Food Fortification: A Risky Experiment?

We’ve learned enough in the last two years to revisit the supplementation advice from our book, and toward that end I am starting a series on micronutrients.

I’ve recently been looking at some papers studying the effects of food fortification with micronutrients. These changes provide a sort of “natural experiment” which may provide insight into the benefits and risks of supplementation.

Fortification of Food

Grain products are the most important category of fortified foods. Industrially produced baked goods must generally use enriched flour, and Wikipedia (“Enriched Flour”) tells us what they’re enriched with:

According to the FDA, a pound of enriched flour must have the following quantities of nutrients to qualify: 2.9 milligrams of thiamin, 1.8 milligrams of riboflavin, 24 milligrams of niacin, 0.7 milligrams of folic acid, and 20 milligrams of iron.

This is an ironic choice of nutrients. While thiamin and riboflavin are harmless, niacin, folic acid, and iron are three micronutrients we recommend NOT supplementing in the book. Another nutrient we recommend NOT supplementing, vitamin A, is also a fortified nutrient, although not in flour.

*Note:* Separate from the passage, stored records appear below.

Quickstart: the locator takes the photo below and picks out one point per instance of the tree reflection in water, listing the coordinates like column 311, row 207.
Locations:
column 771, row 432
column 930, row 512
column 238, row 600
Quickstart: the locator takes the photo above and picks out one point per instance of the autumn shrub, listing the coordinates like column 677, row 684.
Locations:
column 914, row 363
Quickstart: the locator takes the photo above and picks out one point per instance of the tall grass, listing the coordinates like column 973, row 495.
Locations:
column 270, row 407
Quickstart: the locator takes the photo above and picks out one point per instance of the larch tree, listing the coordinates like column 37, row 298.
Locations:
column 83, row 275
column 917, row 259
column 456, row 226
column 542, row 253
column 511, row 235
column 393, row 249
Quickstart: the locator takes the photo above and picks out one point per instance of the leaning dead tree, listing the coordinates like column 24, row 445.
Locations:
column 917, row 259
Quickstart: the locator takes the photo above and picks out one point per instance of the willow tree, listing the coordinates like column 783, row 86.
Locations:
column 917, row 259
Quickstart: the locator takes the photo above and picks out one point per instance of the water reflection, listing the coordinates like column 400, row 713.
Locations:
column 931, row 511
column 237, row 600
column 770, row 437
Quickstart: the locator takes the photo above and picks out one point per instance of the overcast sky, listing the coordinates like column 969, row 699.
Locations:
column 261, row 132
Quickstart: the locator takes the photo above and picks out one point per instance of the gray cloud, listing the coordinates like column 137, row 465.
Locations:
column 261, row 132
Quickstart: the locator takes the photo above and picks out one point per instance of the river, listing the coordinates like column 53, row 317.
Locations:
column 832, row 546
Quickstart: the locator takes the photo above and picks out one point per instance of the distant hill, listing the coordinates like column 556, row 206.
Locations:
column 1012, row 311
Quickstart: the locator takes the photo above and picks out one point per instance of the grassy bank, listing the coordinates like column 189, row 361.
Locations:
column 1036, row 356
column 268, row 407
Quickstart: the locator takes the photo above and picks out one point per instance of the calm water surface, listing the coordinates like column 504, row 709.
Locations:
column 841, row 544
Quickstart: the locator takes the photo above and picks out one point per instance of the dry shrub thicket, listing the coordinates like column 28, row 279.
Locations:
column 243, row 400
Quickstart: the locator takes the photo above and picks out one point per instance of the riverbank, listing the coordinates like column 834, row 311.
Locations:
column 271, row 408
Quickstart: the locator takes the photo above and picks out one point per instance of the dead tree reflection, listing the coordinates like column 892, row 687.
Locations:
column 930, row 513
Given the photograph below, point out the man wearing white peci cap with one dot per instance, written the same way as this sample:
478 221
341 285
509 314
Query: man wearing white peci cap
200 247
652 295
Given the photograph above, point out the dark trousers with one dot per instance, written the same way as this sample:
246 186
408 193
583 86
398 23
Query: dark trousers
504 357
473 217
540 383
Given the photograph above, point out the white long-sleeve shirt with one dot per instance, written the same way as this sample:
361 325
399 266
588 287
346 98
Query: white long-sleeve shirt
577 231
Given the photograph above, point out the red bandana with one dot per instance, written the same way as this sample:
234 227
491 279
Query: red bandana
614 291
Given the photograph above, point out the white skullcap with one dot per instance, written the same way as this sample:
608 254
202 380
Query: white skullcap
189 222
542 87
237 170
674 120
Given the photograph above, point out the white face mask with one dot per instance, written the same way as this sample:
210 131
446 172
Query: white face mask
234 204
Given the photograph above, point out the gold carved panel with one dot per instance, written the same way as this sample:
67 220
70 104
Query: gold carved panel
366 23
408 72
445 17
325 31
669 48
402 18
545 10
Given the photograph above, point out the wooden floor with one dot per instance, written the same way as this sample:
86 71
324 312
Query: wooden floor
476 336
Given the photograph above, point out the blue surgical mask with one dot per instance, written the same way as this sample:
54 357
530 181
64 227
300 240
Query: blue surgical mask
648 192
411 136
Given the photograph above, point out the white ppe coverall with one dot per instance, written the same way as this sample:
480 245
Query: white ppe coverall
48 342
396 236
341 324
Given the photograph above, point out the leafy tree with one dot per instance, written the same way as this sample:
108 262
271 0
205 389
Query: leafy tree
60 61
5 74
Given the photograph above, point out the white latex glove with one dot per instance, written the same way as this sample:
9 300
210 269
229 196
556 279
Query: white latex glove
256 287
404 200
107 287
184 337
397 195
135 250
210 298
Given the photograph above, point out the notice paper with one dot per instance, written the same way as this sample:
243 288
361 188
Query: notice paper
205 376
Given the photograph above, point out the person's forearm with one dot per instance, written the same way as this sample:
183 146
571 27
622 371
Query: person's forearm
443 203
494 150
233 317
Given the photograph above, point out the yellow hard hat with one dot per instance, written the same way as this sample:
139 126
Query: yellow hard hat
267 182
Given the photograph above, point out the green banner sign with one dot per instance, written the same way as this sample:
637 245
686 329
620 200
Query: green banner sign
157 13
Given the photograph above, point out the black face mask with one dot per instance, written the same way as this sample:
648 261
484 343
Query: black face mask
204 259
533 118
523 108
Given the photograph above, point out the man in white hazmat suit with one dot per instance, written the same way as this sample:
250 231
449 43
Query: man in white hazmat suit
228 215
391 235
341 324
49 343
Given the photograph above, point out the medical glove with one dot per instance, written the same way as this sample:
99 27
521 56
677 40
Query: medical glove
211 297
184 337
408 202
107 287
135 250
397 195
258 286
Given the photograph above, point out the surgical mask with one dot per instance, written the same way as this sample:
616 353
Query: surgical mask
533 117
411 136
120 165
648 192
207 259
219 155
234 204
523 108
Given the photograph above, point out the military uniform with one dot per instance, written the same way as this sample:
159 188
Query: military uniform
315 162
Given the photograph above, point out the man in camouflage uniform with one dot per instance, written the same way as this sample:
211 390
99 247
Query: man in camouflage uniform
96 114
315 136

Sales Cartoon #6021 by Andertoons

Perhaps not even for that!

A history of nutrient fortification over time can be found at this USDA site. Enrichment has a long history, but the amount of fortification has increased substantially since the 1960s. Enrichment mixtures were added to rice, cornmeal/grits, and margarine beginning in 1969, and to ready-to-eat cereals, flour, and semolina beginning in 1973. Inclusion of high levels of folic acid in all enriched foods became mandatory in 1998.

You may have noticed that when putting raw rice in water, a white powder comes off the rice. This is the enrichment mixture which contains folic acid. According to the American Rice Company (hat tip: Matthew Dalby),

The enrichment mixture is applied to rice as a coating. Therefore, it is recommended that rice not be rinsed before or after cooking and not be cooked in excessive amounts of water and then drained. The enrichment … would be lost.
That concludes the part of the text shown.